Pivoting Your Business To Make Money
Published on 4/29/2020
The current global situation has left a lot of small businesses struggling. Due to the quarantines, independently owned restaurants, nail salons, and hair salons (among many others) are feeling the pressure. Large essential chains such as Vons, Albertsons, Walmart, Target, and many others are still open. They provide essential needs at lower prices where customers can be monitored and spread out across large areas. It makes sense. Amidst the chaos of the pandemic, there have been some very odd business decisions that are popping up.
Look to San Diego, California. In downtown San Diego’s Gaslamp, there lies a family-owned eatery known as Pushkin Russian Restaurant. Since most sit-down restaurants have been closed due to Covid-19, employees have been out of work. There has been a sudden uptick in grocery home deliveries and curbside pickups. Pushkin has decided to capitalize on the opportunity and spawned ASAP Produce. They appear to guarantee two-hour delivery for all orders. According to their site, they have made over 1,000 deliveries to homes across San Diego County. The delivery fees go directly to the restaurant staff to help keep them afloat during the Coronavirus pandemic.

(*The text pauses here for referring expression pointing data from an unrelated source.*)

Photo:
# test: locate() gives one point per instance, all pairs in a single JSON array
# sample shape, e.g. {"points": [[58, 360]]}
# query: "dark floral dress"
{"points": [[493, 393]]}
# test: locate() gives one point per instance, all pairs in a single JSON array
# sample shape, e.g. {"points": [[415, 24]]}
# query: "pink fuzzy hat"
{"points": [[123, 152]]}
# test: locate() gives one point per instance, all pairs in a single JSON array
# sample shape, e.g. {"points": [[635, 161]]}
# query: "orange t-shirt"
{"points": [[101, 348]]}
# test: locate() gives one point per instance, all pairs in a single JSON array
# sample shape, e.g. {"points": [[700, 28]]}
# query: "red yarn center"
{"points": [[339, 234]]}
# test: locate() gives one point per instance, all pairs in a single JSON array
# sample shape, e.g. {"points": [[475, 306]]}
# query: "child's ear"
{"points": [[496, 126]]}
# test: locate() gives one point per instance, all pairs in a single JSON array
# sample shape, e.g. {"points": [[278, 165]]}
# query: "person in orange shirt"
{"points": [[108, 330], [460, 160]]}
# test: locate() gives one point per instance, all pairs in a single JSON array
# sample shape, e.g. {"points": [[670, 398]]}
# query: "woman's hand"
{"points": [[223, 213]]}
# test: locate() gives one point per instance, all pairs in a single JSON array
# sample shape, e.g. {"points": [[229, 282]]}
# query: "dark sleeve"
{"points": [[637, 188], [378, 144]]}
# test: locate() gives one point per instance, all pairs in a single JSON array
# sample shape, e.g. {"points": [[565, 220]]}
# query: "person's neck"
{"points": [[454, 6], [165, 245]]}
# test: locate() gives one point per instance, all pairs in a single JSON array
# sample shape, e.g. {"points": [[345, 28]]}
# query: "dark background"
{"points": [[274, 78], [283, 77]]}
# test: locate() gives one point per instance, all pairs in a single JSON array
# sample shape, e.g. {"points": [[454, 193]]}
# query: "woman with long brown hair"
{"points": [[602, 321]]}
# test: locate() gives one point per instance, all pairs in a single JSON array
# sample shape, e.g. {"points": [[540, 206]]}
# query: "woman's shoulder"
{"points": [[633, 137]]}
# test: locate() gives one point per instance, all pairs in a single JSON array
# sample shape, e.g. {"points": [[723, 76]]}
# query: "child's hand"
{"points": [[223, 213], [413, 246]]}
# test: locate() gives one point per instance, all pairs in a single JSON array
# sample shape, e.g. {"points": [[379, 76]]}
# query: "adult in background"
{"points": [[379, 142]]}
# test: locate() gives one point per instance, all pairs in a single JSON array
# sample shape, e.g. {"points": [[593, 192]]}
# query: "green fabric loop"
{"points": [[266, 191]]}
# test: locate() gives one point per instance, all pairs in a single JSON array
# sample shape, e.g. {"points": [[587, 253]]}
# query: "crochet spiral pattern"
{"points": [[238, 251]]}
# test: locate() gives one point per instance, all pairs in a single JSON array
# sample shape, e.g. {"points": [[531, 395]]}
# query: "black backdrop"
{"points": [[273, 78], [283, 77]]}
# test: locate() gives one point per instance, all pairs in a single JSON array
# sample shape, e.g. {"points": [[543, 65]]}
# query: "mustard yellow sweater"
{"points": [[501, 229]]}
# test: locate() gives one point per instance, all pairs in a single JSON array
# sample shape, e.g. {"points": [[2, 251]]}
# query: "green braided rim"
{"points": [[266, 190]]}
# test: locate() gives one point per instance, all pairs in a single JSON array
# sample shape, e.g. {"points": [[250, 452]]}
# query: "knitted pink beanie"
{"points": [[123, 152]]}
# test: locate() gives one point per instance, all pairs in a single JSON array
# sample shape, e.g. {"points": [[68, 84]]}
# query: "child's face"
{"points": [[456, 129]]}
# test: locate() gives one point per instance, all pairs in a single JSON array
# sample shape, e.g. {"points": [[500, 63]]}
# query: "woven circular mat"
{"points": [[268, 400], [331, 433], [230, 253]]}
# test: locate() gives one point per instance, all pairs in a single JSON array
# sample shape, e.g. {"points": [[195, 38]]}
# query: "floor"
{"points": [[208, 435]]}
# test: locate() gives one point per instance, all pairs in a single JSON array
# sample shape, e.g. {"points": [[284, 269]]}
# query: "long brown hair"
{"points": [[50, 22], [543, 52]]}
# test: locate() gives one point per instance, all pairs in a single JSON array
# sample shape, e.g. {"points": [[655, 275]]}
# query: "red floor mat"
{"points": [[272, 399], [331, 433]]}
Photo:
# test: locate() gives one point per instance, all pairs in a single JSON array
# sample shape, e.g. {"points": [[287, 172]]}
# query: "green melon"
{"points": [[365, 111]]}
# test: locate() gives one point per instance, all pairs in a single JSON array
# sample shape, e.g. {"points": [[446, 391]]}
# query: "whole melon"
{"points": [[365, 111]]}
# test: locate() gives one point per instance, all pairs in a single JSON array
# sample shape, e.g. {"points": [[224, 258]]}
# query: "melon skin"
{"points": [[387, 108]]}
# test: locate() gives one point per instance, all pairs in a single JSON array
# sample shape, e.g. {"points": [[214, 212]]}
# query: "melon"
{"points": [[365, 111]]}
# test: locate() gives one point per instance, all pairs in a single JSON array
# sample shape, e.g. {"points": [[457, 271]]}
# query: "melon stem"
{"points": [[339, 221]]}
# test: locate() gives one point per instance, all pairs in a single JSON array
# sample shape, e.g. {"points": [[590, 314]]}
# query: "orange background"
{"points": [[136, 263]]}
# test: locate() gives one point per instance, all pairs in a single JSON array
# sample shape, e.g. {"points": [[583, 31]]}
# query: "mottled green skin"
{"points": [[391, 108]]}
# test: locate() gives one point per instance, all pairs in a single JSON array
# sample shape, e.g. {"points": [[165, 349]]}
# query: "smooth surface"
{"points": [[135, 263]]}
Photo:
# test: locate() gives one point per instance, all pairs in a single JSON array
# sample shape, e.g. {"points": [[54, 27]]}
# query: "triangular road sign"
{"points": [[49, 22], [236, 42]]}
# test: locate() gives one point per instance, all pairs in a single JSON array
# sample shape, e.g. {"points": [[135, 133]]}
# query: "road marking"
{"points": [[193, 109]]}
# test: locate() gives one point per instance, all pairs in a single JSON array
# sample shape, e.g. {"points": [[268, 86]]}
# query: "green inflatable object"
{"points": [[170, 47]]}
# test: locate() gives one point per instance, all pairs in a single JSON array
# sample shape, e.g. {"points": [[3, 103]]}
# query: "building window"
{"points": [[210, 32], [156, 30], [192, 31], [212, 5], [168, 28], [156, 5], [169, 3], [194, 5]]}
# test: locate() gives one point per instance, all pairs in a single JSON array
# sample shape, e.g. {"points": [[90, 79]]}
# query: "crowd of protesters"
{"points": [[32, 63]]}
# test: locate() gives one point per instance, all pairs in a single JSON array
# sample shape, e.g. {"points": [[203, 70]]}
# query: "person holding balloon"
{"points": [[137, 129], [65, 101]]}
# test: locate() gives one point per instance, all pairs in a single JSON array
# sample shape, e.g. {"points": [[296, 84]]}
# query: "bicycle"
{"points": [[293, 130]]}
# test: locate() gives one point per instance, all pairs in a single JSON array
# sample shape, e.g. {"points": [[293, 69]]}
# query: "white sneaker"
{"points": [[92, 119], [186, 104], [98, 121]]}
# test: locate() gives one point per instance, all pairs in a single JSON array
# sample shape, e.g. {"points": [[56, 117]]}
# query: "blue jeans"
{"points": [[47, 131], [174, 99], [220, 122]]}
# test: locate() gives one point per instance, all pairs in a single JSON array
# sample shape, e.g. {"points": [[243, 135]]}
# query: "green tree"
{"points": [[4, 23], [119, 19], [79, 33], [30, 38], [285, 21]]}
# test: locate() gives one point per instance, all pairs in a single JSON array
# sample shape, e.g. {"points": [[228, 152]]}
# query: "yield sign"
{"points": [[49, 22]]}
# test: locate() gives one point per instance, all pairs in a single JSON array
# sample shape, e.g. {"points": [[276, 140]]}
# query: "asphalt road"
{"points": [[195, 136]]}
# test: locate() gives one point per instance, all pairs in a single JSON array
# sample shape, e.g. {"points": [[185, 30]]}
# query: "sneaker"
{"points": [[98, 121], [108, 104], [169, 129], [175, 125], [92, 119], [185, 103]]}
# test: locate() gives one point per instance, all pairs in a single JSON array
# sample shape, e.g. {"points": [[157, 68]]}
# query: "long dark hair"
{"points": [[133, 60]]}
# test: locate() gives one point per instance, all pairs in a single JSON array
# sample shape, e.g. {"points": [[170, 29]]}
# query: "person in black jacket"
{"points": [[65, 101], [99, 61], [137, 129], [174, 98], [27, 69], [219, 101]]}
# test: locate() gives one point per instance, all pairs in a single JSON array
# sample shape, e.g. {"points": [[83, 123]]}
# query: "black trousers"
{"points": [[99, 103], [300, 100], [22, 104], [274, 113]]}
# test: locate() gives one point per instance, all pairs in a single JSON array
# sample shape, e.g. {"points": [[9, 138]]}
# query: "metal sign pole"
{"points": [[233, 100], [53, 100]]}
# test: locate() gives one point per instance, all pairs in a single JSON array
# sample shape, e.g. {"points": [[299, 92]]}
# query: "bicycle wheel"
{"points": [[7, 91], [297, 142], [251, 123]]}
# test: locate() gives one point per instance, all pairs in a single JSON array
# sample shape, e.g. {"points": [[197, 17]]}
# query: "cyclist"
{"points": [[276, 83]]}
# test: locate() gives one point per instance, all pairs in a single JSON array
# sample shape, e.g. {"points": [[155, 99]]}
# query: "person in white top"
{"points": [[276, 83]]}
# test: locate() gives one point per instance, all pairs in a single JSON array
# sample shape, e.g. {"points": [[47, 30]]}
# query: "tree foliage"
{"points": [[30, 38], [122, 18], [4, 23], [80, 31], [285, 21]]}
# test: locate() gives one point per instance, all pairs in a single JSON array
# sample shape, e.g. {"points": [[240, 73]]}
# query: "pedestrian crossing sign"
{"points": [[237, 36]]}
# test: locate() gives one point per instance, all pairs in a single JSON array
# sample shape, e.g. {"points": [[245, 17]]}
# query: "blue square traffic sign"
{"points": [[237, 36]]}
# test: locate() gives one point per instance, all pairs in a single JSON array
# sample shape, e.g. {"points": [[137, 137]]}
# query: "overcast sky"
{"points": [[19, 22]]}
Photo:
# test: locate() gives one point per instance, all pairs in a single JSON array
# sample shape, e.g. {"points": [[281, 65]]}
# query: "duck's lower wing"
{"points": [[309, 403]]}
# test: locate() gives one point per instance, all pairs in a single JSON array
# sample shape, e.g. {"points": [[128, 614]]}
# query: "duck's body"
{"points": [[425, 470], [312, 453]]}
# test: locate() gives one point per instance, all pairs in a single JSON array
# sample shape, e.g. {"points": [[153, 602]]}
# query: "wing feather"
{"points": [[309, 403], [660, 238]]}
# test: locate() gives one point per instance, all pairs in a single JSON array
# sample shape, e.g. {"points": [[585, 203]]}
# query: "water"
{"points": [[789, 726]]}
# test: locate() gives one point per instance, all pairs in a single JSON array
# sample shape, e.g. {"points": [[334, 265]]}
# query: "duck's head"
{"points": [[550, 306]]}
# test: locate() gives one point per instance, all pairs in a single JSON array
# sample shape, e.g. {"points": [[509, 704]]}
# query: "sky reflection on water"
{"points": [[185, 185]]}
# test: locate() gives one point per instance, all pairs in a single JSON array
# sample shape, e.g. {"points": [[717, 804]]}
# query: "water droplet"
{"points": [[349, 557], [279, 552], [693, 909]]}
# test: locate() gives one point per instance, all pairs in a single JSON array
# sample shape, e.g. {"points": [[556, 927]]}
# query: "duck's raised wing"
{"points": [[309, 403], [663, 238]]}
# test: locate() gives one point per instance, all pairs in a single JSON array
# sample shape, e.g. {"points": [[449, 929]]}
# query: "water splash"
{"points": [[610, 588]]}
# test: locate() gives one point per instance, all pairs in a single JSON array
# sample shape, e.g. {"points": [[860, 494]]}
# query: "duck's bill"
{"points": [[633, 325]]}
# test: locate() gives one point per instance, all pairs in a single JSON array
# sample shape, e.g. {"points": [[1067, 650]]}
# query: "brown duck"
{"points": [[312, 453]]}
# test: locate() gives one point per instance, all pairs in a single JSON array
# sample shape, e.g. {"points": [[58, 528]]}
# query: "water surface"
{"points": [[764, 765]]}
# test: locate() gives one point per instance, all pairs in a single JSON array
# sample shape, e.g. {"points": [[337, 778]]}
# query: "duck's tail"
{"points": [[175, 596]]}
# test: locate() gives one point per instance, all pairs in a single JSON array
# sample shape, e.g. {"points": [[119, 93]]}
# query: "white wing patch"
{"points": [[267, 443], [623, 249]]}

Business pivoting is smart. The idea is simple. You have an amazing idea for a product or service. You start building your company and suddenly you realize something is preventing you from moving forward. Your product serves a better purpose elsewhere. Your business plan is guiding you towards a different market. Whatever it is, your original idea seems to be gone with the wind.
Initially, you might feel some despair. Don’t! All you need to do is pivot. Go the route your business or product seems to be leading you. If there is a need for whatever you’re selling, push in that direction. The business might look different, but the end result is the same: You make money.
Not sure about this? Look at AVON. It was originally a door-to-door bookselling service with one guy. David H. McConnell figured he’d get more business by roping in women if he offered perfume. Women wanted perfume samples more than books, which eventually lead to AVON. Pivoting at its finest.